U.S.-China truce offers little relief

Chinese Vice Premier Liu He (left) meets with President Donald Trump at the White House on Friday after Liu and U.S. negotiators announced an agreement in the U.S.-China trade war.
Chinese Vice Premier Liu He (left) meets with President Donald Trump at the White House on Friday after Liu and U.S. negotiators announced an agreement in the U.S.-China trade war.

WASHINGTON -- President Donald Trump's trade truce with China temporarily cooled tensions between the world's two largest economies, but the fallout from his aggressive approach to trade policy continues to rattle the global economy.

The "agreement in principle" with China -- which has yet to be finalized -- would not roll back the hundreds of billions of dollars of tariffs that China and the U.S. have placed on each others' products. Trump is also escalating his trade fight on other fronts, including imposing higher tariffs on Turkey and preparing to tax $7.5 billion worth of wine, cheese, aircraft and other European goods Friday. His administration will decide next month whether to impose tariffs on cars imported from Europe and other countries.

On Wednesday, Trump dangled the possibility of additional tariffs on the European Union if the bloc is unwilling to reduce the trade imbalance between the United States and the EU.

"I could solve the problem instantly, but it would be too harsh. It would involve tariffs on European products coming into this country, and for right now we're going to try and do it without that. But that would solve the problem instantly, because the United States is not being treated fairly," Trump said during a news conference with the Italian president.

Trump said his unpredictable approach has created leverage and elicited trade concessions from China, Mexico, Japan and others. The administration has now signed limited deals with South Korea and Japan, and it is awaiting congressional approval of the United States-Mexico-Canada Agreement -- a revision of the North American Free Trade Agreement.

But those gains have come at a cost. Trump's tariffs have raised prices for businesses, uprooted global supply chains and created uncertainty for companies, delaying investment and hiring. The pain has spread beyond the United States and China, exacerbating a global economic slowdown, particularly in Europe. Economists warn the damage is likely to outlast any interim trade deal with China.

On Wednesday, the U.S. Commerce Department said retail sales in the United States fell for the first time in seven months as consumers slowed spending, particularly on automobiles. U.S. manufacturing is already in a recession, and factories around the world are slowing production.

In new forecasts released Tuesday, the International Monetary Fund lowered its expectations for global growth in 2019 to 3%, the lowest rate since the financial crisis. The fund attributed much of the damage to rising trade barriers and trade uncertainty, which it blamed for reducing investment and demand for machinery and equipment.

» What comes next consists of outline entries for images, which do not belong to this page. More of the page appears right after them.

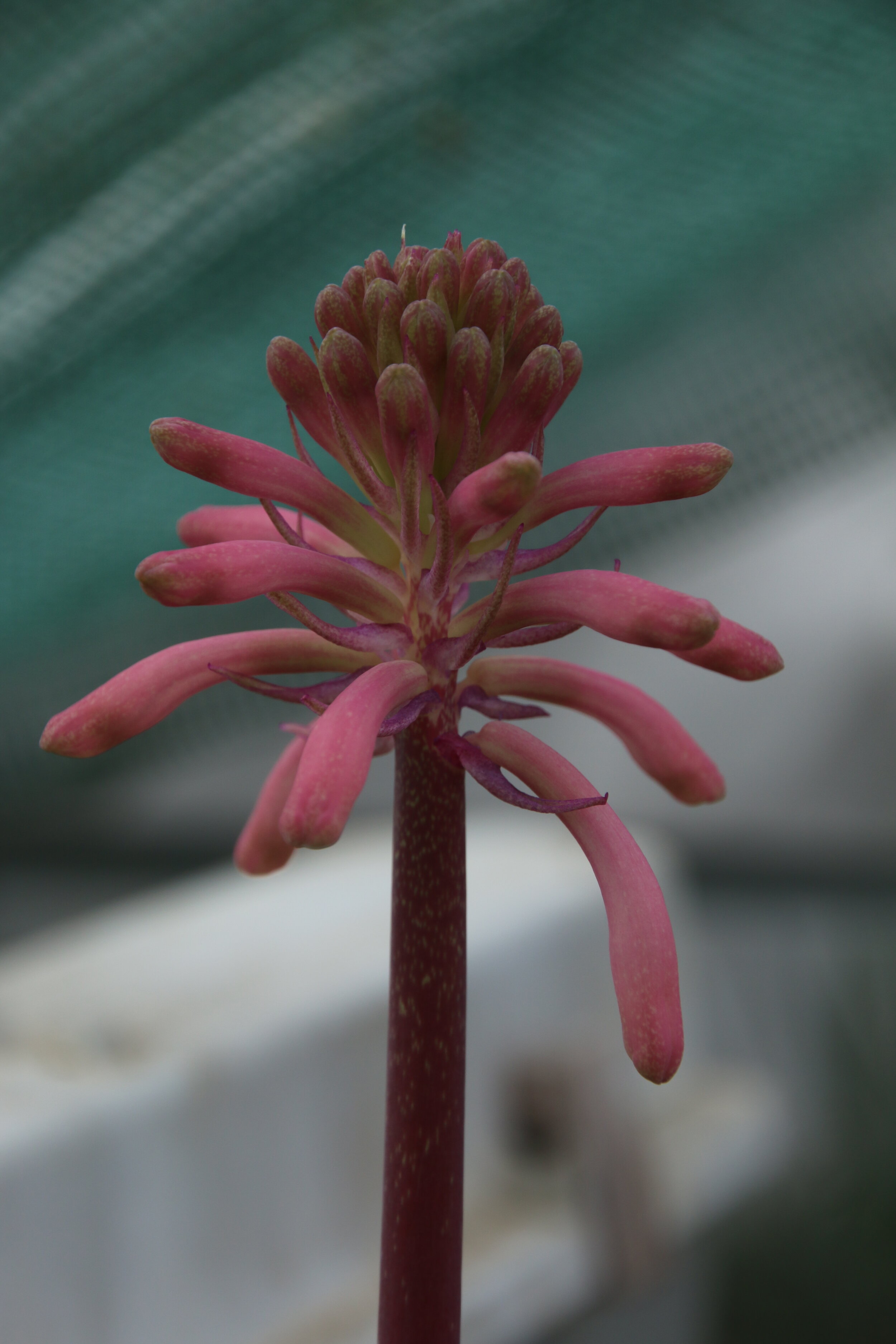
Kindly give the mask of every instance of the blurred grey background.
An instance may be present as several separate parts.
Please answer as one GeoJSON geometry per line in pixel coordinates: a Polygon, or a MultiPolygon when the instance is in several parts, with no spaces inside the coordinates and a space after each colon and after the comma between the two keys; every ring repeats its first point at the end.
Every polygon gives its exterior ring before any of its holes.
{"type": "Polygon", "coordinates": [[[404,223],[433,246],[497,238],[584,355],[548,465],[735,453],[705,499],[611,511],[575,563],[621,556],[740,602],[728,614],[764,620],[789,663],[780,688],[678,692],[681,668],[650,655],[576,653],[668,688],[727,754],[712,817],[664,810],[611,746],[599,784],[676,832],[728,921],[719,976],[756,1000],[746,1052],[780,1046],[780,1019],[756,1027],[763,985],[793,991],[793,1016],[836,964],[819,1012],[840,1184],[821,1211],[799,1188],[732,1230],[719,1339],[795,1340],[807,1321],[815,1340],[889,1337],[873,1312],[896,1281],[893,5],[7,0],[0,32],[0,937],[224,856],[279,750],[277,706],[228,685],[93,762],[36,749],[51,714],[136,659],[281,620],[261,599],[141,594],[138,560],[226,497],[167,468],[148,423],[287,448],[265,348],[313,332],[317,290],[395,253],[404,223]],[[844,1314],[813,1316],[844,1265],[844,1314]]]}

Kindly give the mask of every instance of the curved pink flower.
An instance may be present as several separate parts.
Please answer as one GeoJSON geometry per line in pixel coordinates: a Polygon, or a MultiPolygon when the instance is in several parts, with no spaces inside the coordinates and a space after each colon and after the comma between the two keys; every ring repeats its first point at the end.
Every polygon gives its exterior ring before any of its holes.
{"type": "Polygon", "coordinates": [[[676,953],[656,878],[619,818],[568,762],[508,720],[533,696],[610,727],[684,802],[720,798],[719,771],[681,724],[635,687],[548,659],[477,661],[587,625],[740,680],[782,667],[776,649],[704,598],[631,575],[578,570],[510,582],[582,543],[609,507],[684,499],[731,466],[717,444],[604,453],[543,474],[545,427],[576,386],[564,340],[525,263],[492,239],[373,251],[314,305],[320,351],[277,337],[267,368],[296,457],[184,419],[150,427],[177,470],[246,496],[181,519],[188,550],[142,562],[169,606],[267,594],[305,630],[249,630],[176,645],[113,677],[47,724],[42,745],[94,755],[222,680],[318,715],[293,724],[236,843],[247,872],[339,839],[371,758],[395,746],[395,848],[380,1344],[458,1344],[463,1189],[463,788],[557,812],[600,883],[626,1048],[653,1082],[681,1058],[676,953]],[[367,503],[317,468],[298,419],[367,503]],[[523,534],[591,512],[551,546],[523,534]],[[467,603],[469,585],[493,590],[467,603]],[[301,597],[329,602],[355,625],[301,597]],[[314,684],[267,677],[330,672],[314,684]],[[463,711],[494,722],[458,731],[463,711]],[[504,722],[502,722],[504,720],[504,722]],[[537,797],[517,789],[506,767],[537,797]]]}
{"type": "MultiPolygon", "coordinates": [[[[51,719],[42,745],[94,755],[222,680],[318,715],[294,726],[238,841],[236,860],[251,872],[282,866],[296,847],[332,844],[372,755],[392,739],[398,832],[429,814],[433,798],[451,800],[426,823],[426,843],[435,836],[427,853],[439,855],[438,836],[449,837],[442,867],[459,835],[462,771],[516,806],[562,812],[590,845],[607,898],[626,1040],[647,1077],[669,1077],[678,1051],[674,957],[643,856],[604,798],[548,749],[506,723],[462,737],[459,716],[533,718],[545,712],[537,702],[578,710],[611,728],[682,802],[720,798],[721,775],[672,715],[615,677],[519,656],[480,660],[461,684],[458,672],[485,645],[521,648],[582,625],[742,680],[776,672],[774,646],[704,598],[595,570],[510,582],[582,543],[607,507],[712,489],[731,454],[717,444],[629,449],[543,474],[544,430],[575,387],[582,356],[525,265],[490,239],[463,247],[450,234],[445,247],[402,246],[394,262],[375,251],[321,292],[314,319],[320,351],[277,337],[267,355],[296,457],[184,419],[152,425],[168,464],[246,504],[187,513],[179,524],[187,548],[150,555],[137,571],[163,605],[267,594],[306,629],[216,636],[144,659],[51,719]],[[314,465],[292,415],[367,503],[314,465]],[[524,531],[583,507],[590,516],[560,542],[520,548],[524,531]],[[493,591],[466,605],[477,581],[493,591]],[[312,610],[305,597],[341,618],[312,610]],[[312,685],[267,680],[293,672],[332,676],[312,685]],[[510,759],[544,798],[501,774],[510,759]],[[423,771],[412,784],[410,761],[423,771]],[[445,809],[455,809],[453,820],[445,809]]],[[[402,853],[410,863],[411,851],[402,853]]],[[[427,1273],[419,1269],[420,1282],[427,1273]]],[[[429,1337],[422,1325],[416,1333],[429,1337]]]]}
{"type": "Polygon", "coordinates": [[[498,657],[472,663],[467,683],[492,696],[531,696],[598,719],[680,802],[717,802],[725,796],[717,767],[678,720],[615,676],[559,659],[498,657]]]}
{"type": "Polygon", "coordinates": [[[308,728],[298,723],[290,724],[296,737],[277,758],[274,769],[270,771],[249,821],[239,833],[239,840],[234,849],[236,867],[249,874],[250,878],[262,878],[266,872],[275,872],[282,868],[293,852],[292,844],[283,840],[279,831],[279,817],[283,804],[293,788],[298,762],[302,758],[308,741],[308,728]]]}
{"type": "MultiPolygon", "coordinates": [[[[324,555],[360,556],[353,546],[313,517],[296,509],[281,509],[283,520],[296,531],[301,519],[302,538],[324,555]]],[[[261,504],[203,504],[177,520],[177,536],[184,546],[211,546],[212,542],[282,542],[283,538],[261,504]]]]}
{"type": "Polygon", "coordinates": [[[725,617],[703,648],[674,652],[686,663],[695,663],[711,672],[721,672],[723,676],[735,677],[737,681],[759,681],[780,672],[785,665],[774,644],[755,630],[748,630],[746,625],[737,625],[725,617]]]}
{"type": "Polygon", "coordinates": [[[427,684],[419,663],[380,663],[324,711],[309,734],[281,816],[281,832],[292,845],[324,849],[336,844],[364,788],[383,719],[427,684]]]}
{"type": "Polygon", "coordinates": [[[627,448],[586,457],[544,477],[527,505],[524,521],[529,528],[571,508],[658,504],[705,495],[732,462],[732,454],[719,444],[627,448]]]}
{"type": "Polygon", "coordinates": [[[149,437],[169,466],[239,495],[292,504],[357,547],[368,559],[387,567],[398,564],[398,547],[380,524],[357,500],[305,462],[297,462],[286,453],[251,438],[224,434],[184,419],[153,421],[149,437]]]}
{"type": "Polygon", "coordinates": [[[321,640],[310,630],[244,630],[172,644],[150,653],[56,714],[43,730],[44,751],[93,757],[145,732],[179,704],[219,685],[210,664],[242,673],[355,672],[376,659],[321,640]]]}
{"type": "MultiPolygon", "coordinates": [[[[451,634],[474,629],[488,602],[482,598],[466,607],[453,621],[451,634]]],[[[523,579],[509,587],[488,637],[547,621],[575,621],[626,644],[693,649],[712,638],[720,617],[704,598],[674,593],[631,574],[571,570],[523,579]]]]}
{"type": "MultiPolygon", "coordinates": [[[[489,723],[470,741],[539,797],[568,798],[594,792],[575,766],[524,728],[489,723]]],[[[626,1051],[639,1074],[665,1083],[681,1063],[684,1030],[678,960],[660,883],[611,808],[559,816],[582,845],[600,887],[626,1051]]]]}
{"type": "Polygon", "coordinates": [[[369,621],[398,621],[404,614],[388,589],[337,556],[279,542],[216,542],[188,551],[157,551],[140,562],[137,579],[163,606],[242,602],[296,589],[361,612],[369,621]]]}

"The major risk to the global economy is a further escalation in trade and geopolitical tensions," said Gita Gopinath, director of the research department at the International Monetary Fund. "This can derail an already fragile recovery in emerging and developing economies and in the euro area."

David Malpass, president of the World Bank, noted in a speech earlier this month the global economy is expected to grow by 2.6% this year, the slowest rate in three years. He cited trade uncertainty, along with the United Kingdom's planned withdrawal from the EU and Europe's economic struggles, as the primary reasons for the slowdown.

The World Trade Organization also said global trade in merchandise is expected to expand by only 1.2% during 2019, in what would be the weakest year since 2009, when the global economy was mired in recession.

Not all of these negative economic effects are a result of the trade war. A credit slowdown in China and weakness in Europe are also weighing on trade and growth. But policymakers said Trump's trade policies could help tip the global economy into recession.

The Federal Reserve has begun cutting interest rates to try to insulate the U.S. economy against the effects of Trump's trade war. But officials have warned that their power is limited and that economic damage is likely to persist, particularly if uncertainty continues and tariffs remain in effect.

Trump and his advisers have attributed any slowdown in growth to troubles overseas and not the trade war. And the administration continues to insist that China is paying the cost of the tariffs, not U.S. businesses or consumers. Trump has also argued that Beijing has offset some of the tariff pain by weakening its currency to make its goods cheaper overseas.

But a new paper by researchers at Harvard University, the University of Chicago and the Fed Bank of Boston suggests that businesses and consumers in the United States are feeling an effect from the trade fight and that the pain could escalate.

Examining the prices paid at the border, researchers found that almost all of the tariffs' cost is being passed on from businesses in China to U.S. importers. When it comes to the prices of these goods at U.S. stores, however, they find the evidence is more mixed, suggesting retailers are absorbing some of the cost of the tariffs, at least temporarily, by reducing their profit margins, rather than passing the entire cost of the tariffs on to their customers.

The study also examines the effect of the tariffs that China has put on U.S. products in retaliation. It shows that U.S. businesses have had less success in passing on the costs of those tariffs to Chinese importers, likely because of the types of goods being sold.

While China can easily swap Brazilian soybeans for U.S. ones, the types of specialized consumer goods that China sells to the United States, like laptops and smartphones, are harder to substitute.